Перевезённая монахами церковь не прижилась на новом месте, сгорела: то ли свечка опрокинулась, то ли «молонья» в крест попала.

И так было и здесь, и за сотни вёрст отсюда: что не рушилось само, пригождалось в хозяйстве, но результат один – пустота: лес, поле, в лучшем случае замена масла или сварка аргоном. В городах поболе попадались и каменные дома с церквями, но всё та же государыня Екатерина Алексеевна смела их, припечатав чуждой регулярной европейской планировкой, развернув строительство по всей России, не понимая, что красота провинциальных городов, как и античных греческих, в созвучии с природой: с речками, холмами, полями. Но не всё подвластно было бывшей немецкой принцессе, а потому площади получались не совсем прямоугольные, улочки только в самой своей парадной части сохраняли прямизну, а дальше вились и гуляли, подчиняясь изгибам речных берегов и обходя сотворённые природой горки, овражки и полянки с редко разбросанными чёрно-белыми и бело-чёрными пятнами коров, сочно хрумкающих вокруг себя траву.

Прихотливо изогнутые улочки мерили шагами и чешуйчатые ноги горделивых петухов, и наяренные до блеска сапоги, и щеголеватые позапрошломодные туфли, а тихую летом площадь облюбовали галки и воробьи, купающиеся в пыли или дерущиеся из-за зёрен, брошенных сухой старушечьей рукой. С трёх сторон, прижавшись друг к другу, окружали главную и единственную площадь двухэтажные каменные лавки да лабазы, не смея перекинуться на четвёртую сторону, где возвышалась церковь и где теснились на почтительном расстоянии от неё низенькие деревянные домики с мезонинами и палисадами, с беседками, амбарчиками и клетями.
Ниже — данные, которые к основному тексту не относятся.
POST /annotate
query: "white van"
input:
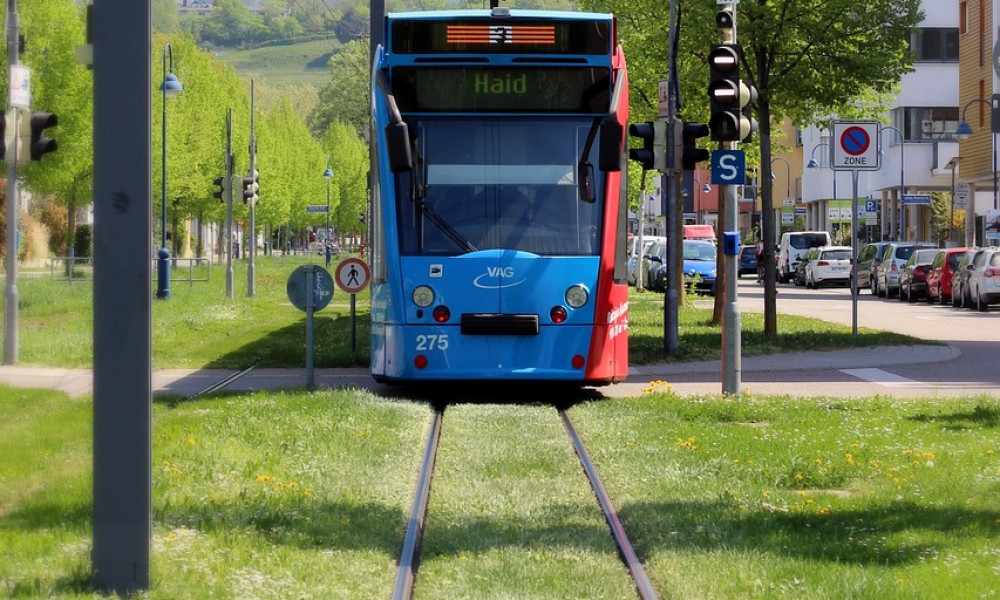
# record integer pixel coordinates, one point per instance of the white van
(793, 245)
(634, 258)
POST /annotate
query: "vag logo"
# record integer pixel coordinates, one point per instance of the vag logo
(496, 277)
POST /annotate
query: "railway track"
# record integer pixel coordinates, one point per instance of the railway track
(409, 559)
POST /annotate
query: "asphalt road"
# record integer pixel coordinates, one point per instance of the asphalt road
(961, 357)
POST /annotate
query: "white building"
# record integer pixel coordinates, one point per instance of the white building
(925, 115)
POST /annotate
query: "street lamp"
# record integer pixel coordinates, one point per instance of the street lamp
(951, 165)
(170, 87)
(964, 132)
(328, 173)
(814, 164)
(902, 186)
(788, 179)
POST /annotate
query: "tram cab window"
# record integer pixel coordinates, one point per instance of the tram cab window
(498, 185)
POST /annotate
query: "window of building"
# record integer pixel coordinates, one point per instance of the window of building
(935, 44)
(925, 123)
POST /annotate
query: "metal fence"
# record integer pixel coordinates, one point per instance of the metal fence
(75, 269)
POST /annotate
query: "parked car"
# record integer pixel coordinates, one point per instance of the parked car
(828, 265)
(959, 291)
(635, 254)
(799, 271)
(869, 258)
(748, 260)
(940, 274)
(913, 276)
(793, 246)
(700, 265)
(984, 279)
(894, 256)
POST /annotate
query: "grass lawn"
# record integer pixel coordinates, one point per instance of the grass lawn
(305, 495)
(200, 327)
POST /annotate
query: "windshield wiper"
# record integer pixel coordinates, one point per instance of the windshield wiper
(428, 211)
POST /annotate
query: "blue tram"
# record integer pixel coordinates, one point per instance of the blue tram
(498, 225)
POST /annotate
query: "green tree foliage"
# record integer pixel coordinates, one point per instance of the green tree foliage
(345, 97)
(808, 59)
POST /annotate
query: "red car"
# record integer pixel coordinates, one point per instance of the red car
(941, 272)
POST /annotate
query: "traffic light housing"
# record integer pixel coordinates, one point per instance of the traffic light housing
(32, 133)
(653, 153)
(688, 151)
(728, 95)
(223, 185)
(250, 187)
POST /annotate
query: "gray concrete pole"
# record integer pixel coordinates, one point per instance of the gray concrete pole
(123, 212)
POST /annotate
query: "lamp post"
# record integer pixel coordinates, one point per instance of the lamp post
(951, 165)
(902, 185)
(964, 132)
(814, 164)
(328, 173)
(170, 88)
(788, 180)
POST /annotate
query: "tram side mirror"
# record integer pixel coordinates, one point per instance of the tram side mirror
(397, 141)
(611, 146)
(585, 182)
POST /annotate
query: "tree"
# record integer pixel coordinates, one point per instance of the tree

Если встать посреди площади, или подойти к бывшей каменной лавке булочника Агафона Ивановича, или в какое другое место – отовсюду видно поле, огромное, как кусок неба, нарезанное на наделы, когда-то лилово-голубые ото льна или желтеющие поспевающей пшеницей с яркими огоньками васильков. Там, где небо отделялось от поля полоской леса, виднелся монастырь. И если баба, полоскавшая бельё в илистом пруду, взбалтывая лягушек и пескарей, отрывала взгляд от своих красных распухших ручищ, она видела чуть поодаль выводок утят с крякающей мамашей, а на берегу растрёпанные копны ромашек, ещё дальше башенки монастыря, к которым плыли через поле тени облаков.

Когда звонарь на колокольне Никольской весело отбивал: «Мой край, заливай», то ему назидательно вторили через поле далёкие монастырские колокола: «Люби бога, люби брата». Вслед за Никольской церковью звонили Троицкая и Ильинская, и ещё все те, что скрыты были за холмами, полями и лесами, но звучали в едином трезвоне во славу жизни. Замерев, баба крестилась, прочувствованно шмыгала порозовевшим носом и вновь принималась за тупую монотонную работу.

Однако в мыслях по простору поля, по мелким разбросанным цветочкам пробежала не только баба со скрученным мокрым бельём, но и другая баба с кадушкой и тестом у печи, и мужик на подводе, и обмакнувший перо в чернильницу молодой учитель здешней гимназии, впоследствии очень известный то ли петербургский, то ли московский литератор. Кажется, он или писал своей матушке, или говорил ей, а может, это была вовсе не матушка, а кузина, или тётушка, или друг по университету, – но совершенно точно, что уездный учитель поведал им о своём невообразимом душевном страдании, о невежестве, грубости, ханжестве местного общества. А двумя или тремя десятилетиями раньше или позже того совсем неподалёку, в своём имении, также испытывал муки другой литератор, или художник, или знаменитый военачальник в опале. И вторили их душевным мукам муки физические от клопов, жёстких матрасов и скуки, терзавшие до середины девятнадцатого века весь цвет императорской России на здешних почтовых станциях.